Гетман Замойский сам не видел Стася Мнишка, но многие земские послы, ехавшие с малых своих сеймиков на вальный сейм одной дорогой с возвращающимися из русского похода рыцарями, уже живописали Кракову в деталях все колотые и рваные ранения на сыне сенатора Короны.

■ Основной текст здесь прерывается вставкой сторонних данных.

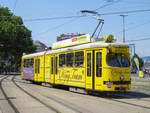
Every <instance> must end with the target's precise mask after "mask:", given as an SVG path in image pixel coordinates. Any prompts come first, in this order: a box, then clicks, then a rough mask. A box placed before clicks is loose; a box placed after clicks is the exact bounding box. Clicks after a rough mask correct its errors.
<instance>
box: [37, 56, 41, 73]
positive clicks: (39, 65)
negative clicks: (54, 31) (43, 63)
mask: <svg viewBox="0 0 150 113" xmlns="http://www.w3.org/2000/svg"><path fill="white" fill-rule="evenodd" d="M37 61H38V69H37V72H38V73H40V59H38V60H37Z"/></svg>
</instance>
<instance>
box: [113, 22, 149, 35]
mask: <svg viewBox="0 0 150 113" xmlns="http://www.w3.org/2000/svg"><path fill="white" fill-rule="evenodd" d="M149 23H150V20H149V21H147V22H144V23H142V24H141V23H140V24H137V25H135V26H133V27H129V28H126V29H125V31H129V30H134V29H138V28H139V27H141V26H143V25H145V24H149ZM119 33H122V30H120V31H118V32H115V33H113V34H119Z"/></svg>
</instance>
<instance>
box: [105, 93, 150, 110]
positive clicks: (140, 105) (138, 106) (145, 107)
mask: <svg viewBox="0 0 150 113" xmlns="http://www.w3.org/2000/svg"><path fill="white" fill-rule="evenodd" d="M102 98H104V99H107V100H111V101H114V102H118V103H122V104H126V105H131V106H135V107H139V108H145V109H150V107H147V106H143V105H139V104H134V103H131V102H127V101H123V100H119V99H116V98H125V99H127V96H124V95H114V96H113V97H112V98H111V97H102ZM142 101H144V100H142ZM145 102H148V104H150V103H149V101H145Z"/></svg>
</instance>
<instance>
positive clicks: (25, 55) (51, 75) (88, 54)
mask: <svg viewBox="0 0 150 113" xmlns="http://www.w3.org/2000/svg"><path fill="white" fill-rule="evenodd" d="M21 78H22V79H24V80H30V81H34V82H37V83H49V84H53V85H62V86H68V87H70V90H72V91H75V90H76V89H78V88H80V89H84V90H86V91H106V92H109V91H111V92H118V91H127V90H130V88H131V77H130V55H129V46H128V45H127V44H124V43H120V42H116V41H115V40H113V37H112V36H109V37H106V36H105V37H104V40H103V41H96V40H91V39H90V36H89V35H88V34H86V35H82V36H78V37H73V38H71V39H66V40H63V41H60V42H56V43H54V45H53V49H52V50H47V51H44V52H39V53H34V54H29V55H24V56H23V57H22V65H21Z"/></svg>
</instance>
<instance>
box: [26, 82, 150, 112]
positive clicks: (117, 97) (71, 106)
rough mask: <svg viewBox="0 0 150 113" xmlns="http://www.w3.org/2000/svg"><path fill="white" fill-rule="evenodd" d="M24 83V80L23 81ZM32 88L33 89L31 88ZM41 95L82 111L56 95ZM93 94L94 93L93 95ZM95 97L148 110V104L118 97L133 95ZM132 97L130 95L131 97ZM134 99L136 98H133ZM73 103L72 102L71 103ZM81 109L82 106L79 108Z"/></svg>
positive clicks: (143, 100) (141, 99)
mask: <svg viewBox="0 0 150 113" xmlns="http://www.w3.org/2000/svg"><path fill="white" fill-rule="evenodd" d="M24 83H25V82H24ZM32 90H33V89H32ZM38 93H39V92H38ZM41 95H42V96H44V97H46V98H49V99H51V100H53V101H55V102H57V103H59V104H62V105H63V106H65V107H67V108H69V109H71V110H73V111H75V112H78V113H82V111H81V110H80V109H79V108H78V109H76V108H75V107H72V106H71V104H72V103H69V102H67V101H65V100H63V99H61V98H58V97H55V96H53V97H52V96H47V95H44V94H41ZM93 96H94V95H93ZM95 96H96V97H100V98H103V99H106V100H109V101H110V100H111V101H113V102H117V103H122V104H126V105H131V106H134V107H138V108H144V109H148V110H150V107H148V106H144V105H139V104H136V103H134V101H136V100H134V101H133V102H128V100H120V99H119V98H122V99H128V97H127V96H134V95H131V94H130V95H129V94H128V95H114V96H113V97H108V96H100V95H95ZM131 98H132V97H131ZM134 98H135V97H133V99H134ZM135 99H136V98H135ZM96 100H97V99H96ZM137 100H140V99H138V98H137ZM141 101H145V102H147V103H146V104H149V101H148V100H143V99H141ZM66 103H68V104H70V105H68V104H66ZM72 105H73V104H72ZM81 109H82V108H81Z"/></svg>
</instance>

В то время как отец молча просиживал на заседаниях нижней палаты и лихорадочно шептался с Зигмундом в коронной раде, Стась лежал в жутко натопленной хоромине во Львове — полковой лекарь не дал волочь его дальше, оставляя привилегированному жолнеру право не умереть. Стась уже реже окунался в забытье, то была важная примета, хотя лекарь и не понимал втайне — добрая или худая? Поправляется изрешеченный воин или просто его ранам не дремлется уже от бальзамов и зелий?

Главным в жизни гусарского ротмистра Мнишка теперь стала боль. И боязливое ожидание боли. Или радость, что она прошла. Даже страх умереть не был теперь остер, как в первые дни просветлений. О шарахающую поперек его палицу боли скоро страх притупился. До слабого, почти отрешенного, рассеянного любопытства: так или иначе?

Все душевные силы того, что оставалось от Стася, шли на спор с болью, и это что-то сделалось страшно упрямо. Оно нарочито, улыбчиво с болью свыкалось и отучалось от стенаний, только во время самых бесцеремонных ее выпадов дышало носом — шумно, часто. Простой, ясной целью было — сгоряча не крикнуть, и когда получалось, это небольшое (уже обрастающее новым Стасем) видело с удовольствием, что оно сильней боли. А значит, на земле или на небе, в конце концов, торжественно отделается от нее.